CN220022317U - Single-phase motor thermal protection control device and single-phase motor - Google Patents

Abstract

The utility model discloses a single-phase motor thermal protection control device and a single-phase motor. The microcontroller is directly connected with the thermal protector, so that the current passing through the thermal protector when the single-phase motor works is small, and even if the thermal protector acts repeatedly, the contacts are difficult to burn. Meanwhile, the microcontroller is provided with more ports, and a plurality of thermal protectors can be connected in an expanding mode, so that the situation that the single-phase motor cannot be comprehensively thermally protected by only adopting one thermal protector is avoided.

Description

Single-phase motor thermal protection control device and single-phase motor

Technical Field

The utility model relates to the technical field of single-phase motors, in particular to a single-phase motor thermal protection control device and a single-phase motor.

Background

Asynchronous motors that employ a single-phase ac power supply are referred to as single-phase asynchronous motors. The single-phase asynchronous motor only needs single-phase alternating current, so the motor is convenient to use and wide in application, has the advantages of simple structure, low cost, small noise, small interference to a radio system and the like, is commonly used in household appliances and small power machines with low power, such as electric fans, washing machines, refrigerators, air conditioners, smoke ventilators, electric drills, medical appliances, small fans, household water pumps and the like, is widely applied to various mechanical accessories, and can not normally work due to unstable voltage or change of load.

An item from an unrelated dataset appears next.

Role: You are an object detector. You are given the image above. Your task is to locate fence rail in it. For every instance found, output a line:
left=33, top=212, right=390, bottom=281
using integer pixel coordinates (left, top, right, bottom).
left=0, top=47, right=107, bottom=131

In order to avoid damage caused by overhigh temperature of the single-phase asynchronous motor during operation, a thermal protector is generally connected in series in a winding and is installed and fixed on the winding, when the motor is overheated and overflows, a power supply can be directly cut off to protect the motor winding, but by adopting the thermal protection mode, the current passing through the thermal protector is very large, if the thermal protector acts repeatedly, the contacts of the thermal protector are very likely to be burnt, and the service life of the thermal protector is shortened; moreover, in single-phase asynchronous motors, a thermal protector is usually used for thermal protection, which loses the protection of the motor once damaged.

Disclosure of Invention

In order to solve the problem of single protection function of the single-phase motor, the utility model provides a single-phase motor thermal protection control device and a single-phase motor, which avoid directly connecting a thermal protector in a winding in series, so that the current passing through the thermal protector when the single-phase motor works is small, and even if the thermal protector acts repeatedly, contacts are difficult to burn.

In a first aspect, a single-phase motor thermal protection control device includes: a microcontroller, a switching element, and at least one thermal protector; the switching element is connected in series in a power supply input line of the single-phase motor, and the thermal protector is arranged inside the single-phase motor; the microcontroller is respectively and electrically connected with the control end of the switching element and the two lead ends of each thermal protector, and is configured to control the switching element to disconnect a power supply input line of the single-phase motor and display fault information when detecting that the thermal protector performs specified actions.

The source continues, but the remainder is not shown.